Гатамхан-ага. Сейчас я объясню тебе, сын мой. Для меня совершенно ясно, что, каковы бы ни были наши обычаи и нравы, у парижан все наоборот. Например, мы красим руки, уной, а французы нет; мы бреем головы, а они отпускают волосы; мы сидим дома в шапках, а они с непокрытой головой; мы носим башмаки, а они ботинки; мы едим рукой — они ложкой; мы принимаем подношения открыто — они принимают их тайком; мы верим всему, а они ничему не верят; наши женщины носят короткие платья, а их женщины — длинные; у нас в обычае иметь много жен, а в Париже — много мужей…
Шахбаз-бек. Вот этого я не понял, дядюшка.
Гатамхан-ага. Почему же не понял, сын мой? Иметь много жен означает, что один мужчина не довольствуется одной женой, а иметь много мужей — это значит, что одна женщина не довольствуется одним мужем. Первый обычай существует у нас, второй — у парижан, если судить по тем книгам, содержание которых всю зиму подробно рассказывал нам мусье Жордан. Вот по такому образцу суди обо всем остальном и откажись от бесполезной мысли ехать в Париж.
Мусье Жордан (насмешливо).
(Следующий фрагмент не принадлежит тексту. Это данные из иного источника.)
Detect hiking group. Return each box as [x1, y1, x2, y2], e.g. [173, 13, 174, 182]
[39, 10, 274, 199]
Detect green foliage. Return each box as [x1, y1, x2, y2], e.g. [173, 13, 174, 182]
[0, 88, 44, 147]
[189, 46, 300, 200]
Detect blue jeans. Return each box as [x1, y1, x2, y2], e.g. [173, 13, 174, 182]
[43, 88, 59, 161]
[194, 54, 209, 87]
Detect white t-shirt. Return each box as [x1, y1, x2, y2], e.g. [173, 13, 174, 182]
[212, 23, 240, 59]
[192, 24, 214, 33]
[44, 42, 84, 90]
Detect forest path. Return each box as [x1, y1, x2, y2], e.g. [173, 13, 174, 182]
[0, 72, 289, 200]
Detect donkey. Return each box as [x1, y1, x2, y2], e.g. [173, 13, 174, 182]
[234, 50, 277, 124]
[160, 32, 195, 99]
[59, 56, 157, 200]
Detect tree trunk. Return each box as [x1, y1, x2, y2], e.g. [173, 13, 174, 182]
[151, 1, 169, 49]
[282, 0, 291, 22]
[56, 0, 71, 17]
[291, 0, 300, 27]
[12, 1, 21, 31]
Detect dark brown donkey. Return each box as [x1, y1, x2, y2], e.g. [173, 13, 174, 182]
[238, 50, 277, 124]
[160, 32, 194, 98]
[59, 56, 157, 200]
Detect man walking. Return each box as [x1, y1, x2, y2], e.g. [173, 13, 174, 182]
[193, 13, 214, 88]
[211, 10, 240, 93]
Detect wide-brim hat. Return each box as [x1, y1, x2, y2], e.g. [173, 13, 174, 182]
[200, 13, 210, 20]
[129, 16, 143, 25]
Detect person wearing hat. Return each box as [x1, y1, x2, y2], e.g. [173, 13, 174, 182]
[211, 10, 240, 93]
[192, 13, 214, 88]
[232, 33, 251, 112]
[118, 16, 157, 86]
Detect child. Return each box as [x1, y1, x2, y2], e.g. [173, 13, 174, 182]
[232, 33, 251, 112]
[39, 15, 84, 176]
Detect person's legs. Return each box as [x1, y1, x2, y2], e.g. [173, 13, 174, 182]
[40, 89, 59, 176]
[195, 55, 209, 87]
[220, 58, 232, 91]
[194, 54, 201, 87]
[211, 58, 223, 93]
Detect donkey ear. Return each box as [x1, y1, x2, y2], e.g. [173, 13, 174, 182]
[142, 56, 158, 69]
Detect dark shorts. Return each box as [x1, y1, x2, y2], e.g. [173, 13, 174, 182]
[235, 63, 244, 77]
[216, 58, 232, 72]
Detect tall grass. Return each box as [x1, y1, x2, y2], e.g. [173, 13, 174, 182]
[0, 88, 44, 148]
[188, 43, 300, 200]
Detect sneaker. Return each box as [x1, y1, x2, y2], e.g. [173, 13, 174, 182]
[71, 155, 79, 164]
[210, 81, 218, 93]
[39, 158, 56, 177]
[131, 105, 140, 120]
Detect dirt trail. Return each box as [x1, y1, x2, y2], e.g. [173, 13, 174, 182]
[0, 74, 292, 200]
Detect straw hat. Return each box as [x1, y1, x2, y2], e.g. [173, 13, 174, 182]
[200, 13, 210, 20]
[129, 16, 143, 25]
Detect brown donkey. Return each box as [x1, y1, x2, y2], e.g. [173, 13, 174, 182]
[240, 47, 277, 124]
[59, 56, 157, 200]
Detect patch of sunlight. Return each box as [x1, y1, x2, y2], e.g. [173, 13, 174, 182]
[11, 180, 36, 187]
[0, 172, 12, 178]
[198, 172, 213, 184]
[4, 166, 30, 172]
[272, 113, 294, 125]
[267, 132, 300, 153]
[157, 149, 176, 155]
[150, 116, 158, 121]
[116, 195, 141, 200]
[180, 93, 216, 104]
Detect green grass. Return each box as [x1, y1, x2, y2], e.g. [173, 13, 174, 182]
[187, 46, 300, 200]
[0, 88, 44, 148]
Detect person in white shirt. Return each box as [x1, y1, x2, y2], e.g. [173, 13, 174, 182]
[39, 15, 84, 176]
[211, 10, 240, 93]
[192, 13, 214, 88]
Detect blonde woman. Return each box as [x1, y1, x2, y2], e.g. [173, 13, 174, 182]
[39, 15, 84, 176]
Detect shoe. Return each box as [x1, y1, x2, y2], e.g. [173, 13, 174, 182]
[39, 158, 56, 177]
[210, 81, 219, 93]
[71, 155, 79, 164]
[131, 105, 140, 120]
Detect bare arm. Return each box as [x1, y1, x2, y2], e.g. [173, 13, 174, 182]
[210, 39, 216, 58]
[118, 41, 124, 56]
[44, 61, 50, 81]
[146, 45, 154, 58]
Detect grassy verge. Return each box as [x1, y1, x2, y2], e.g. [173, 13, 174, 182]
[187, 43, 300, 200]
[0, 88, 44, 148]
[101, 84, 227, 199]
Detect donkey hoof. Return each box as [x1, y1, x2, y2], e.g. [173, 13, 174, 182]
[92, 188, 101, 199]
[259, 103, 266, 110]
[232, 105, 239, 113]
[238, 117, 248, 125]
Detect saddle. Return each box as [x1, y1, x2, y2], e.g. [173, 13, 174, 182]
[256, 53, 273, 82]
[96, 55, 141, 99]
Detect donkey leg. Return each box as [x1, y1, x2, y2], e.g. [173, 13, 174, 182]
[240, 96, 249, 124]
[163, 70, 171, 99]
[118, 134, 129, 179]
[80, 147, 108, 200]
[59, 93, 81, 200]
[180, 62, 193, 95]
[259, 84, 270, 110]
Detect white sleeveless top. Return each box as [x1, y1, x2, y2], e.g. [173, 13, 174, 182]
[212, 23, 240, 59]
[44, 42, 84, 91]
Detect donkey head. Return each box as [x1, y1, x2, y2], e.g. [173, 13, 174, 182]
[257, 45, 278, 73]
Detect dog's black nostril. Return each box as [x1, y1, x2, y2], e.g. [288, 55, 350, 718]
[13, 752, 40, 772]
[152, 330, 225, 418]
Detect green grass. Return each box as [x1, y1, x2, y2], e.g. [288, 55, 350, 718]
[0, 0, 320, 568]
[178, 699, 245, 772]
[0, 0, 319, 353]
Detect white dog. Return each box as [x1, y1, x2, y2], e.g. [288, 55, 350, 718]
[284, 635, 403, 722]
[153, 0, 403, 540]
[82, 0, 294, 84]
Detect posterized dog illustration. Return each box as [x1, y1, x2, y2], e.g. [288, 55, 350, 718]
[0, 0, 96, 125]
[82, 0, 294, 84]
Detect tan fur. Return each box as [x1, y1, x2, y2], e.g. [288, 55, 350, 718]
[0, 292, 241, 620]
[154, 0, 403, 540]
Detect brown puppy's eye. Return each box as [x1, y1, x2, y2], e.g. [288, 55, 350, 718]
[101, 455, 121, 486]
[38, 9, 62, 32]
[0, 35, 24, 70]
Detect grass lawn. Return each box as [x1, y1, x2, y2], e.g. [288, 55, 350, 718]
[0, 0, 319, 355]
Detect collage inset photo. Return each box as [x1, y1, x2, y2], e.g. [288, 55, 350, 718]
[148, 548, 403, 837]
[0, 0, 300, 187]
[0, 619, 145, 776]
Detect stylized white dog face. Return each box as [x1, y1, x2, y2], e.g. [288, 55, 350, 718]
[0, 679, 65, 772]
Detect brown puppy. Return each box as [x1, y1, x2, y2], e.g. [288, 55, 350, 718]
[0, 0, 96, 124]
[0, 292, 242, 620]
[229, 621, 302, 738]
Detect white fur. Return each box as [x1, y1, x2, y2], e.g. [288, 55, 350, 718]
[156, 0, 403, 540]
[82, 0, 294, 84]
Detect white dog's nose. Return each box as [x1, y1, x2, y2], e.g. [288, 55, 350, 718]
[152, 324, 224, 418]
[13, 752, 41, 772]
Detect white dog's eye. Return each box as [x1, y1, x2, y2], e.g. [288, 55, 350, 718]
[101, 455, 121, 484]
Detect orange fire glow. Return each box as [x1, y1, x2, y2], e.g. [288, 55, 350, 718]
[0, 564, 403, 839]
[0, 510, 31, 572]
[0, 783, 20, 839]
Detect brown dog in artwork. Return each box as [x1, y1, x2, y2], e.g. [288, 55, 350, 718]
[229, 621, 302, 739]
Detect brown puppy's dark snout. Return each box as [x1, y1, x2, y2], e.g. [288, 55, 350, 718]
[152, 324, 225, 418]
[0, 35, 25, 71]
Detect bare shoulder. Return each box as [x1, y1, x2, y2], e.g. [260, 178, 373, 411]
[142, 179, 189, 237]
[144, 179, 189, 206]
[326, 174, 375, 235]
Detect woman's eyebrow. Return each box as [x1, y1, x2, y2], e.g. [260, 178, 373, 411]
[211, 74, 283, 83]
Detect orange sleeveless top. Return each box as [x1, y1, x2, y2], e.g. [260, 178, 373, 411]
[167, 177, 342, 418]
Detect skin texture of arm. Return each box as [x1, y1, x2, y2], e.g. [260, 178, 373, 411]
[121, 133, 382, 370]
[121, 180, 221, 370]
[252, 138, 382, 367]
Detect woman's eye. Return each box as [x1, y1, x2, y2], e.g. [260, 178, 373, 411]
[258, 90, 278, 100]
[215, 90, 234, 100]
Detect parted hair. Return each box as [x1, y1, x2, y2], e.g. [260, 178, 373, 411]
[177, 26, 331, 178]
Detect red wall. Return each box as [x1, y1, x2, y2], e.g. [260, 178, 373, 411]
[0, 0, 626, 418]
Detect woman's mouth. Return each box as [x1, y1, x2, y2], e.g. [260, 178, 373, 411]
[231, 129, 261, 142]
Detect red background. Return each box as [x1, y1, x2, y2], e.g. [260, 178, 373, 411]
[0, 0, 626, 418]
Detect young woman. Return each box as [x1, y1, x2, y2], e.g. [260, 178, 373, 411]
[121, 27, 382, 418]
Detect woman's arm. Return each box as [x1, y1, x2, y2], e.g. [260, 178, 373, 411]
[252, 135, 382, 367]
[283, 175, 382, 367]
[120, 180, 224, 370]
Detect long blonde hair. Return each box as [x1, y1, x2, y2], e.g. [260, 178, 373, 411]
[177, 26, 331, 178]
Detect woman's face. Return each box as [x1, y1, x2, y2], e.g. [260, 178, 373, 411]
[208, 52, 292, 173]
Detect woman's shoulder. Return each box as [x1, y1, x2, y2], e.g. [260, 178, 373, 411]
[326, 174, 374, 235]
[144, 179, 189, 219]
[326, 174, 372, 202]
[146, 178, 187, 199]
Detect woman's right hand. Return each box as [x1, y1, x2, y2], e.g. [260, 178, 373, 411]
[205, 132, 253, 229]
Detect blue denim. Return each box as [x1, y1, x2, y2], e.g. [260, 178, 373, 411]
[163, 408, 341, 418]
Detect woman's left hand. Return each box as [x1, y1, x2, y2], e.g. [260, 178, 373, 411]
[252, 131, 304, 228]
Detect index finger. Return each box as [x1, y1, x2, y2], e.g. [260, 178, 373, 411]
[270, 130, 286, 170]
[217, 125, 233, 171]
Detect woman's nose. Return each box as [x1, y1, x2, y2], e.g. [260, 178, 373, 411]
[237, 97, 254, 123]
Ха-ха-ха! Гатамхан-ага, я удивляюсь, как это вы, пожилой человек, столь умный и здравомыслящий, столь искушенный в житейских вопросах, до сих пор не стали членом какого-нибудь государственного органа. Я не могу возразить против ваших суждений, а только хотел бы, с вашего разрешения, сказать несколько слов.
Гатамхан-ага. Извольте, господин ученый! Нам приятно каждое ваше слово.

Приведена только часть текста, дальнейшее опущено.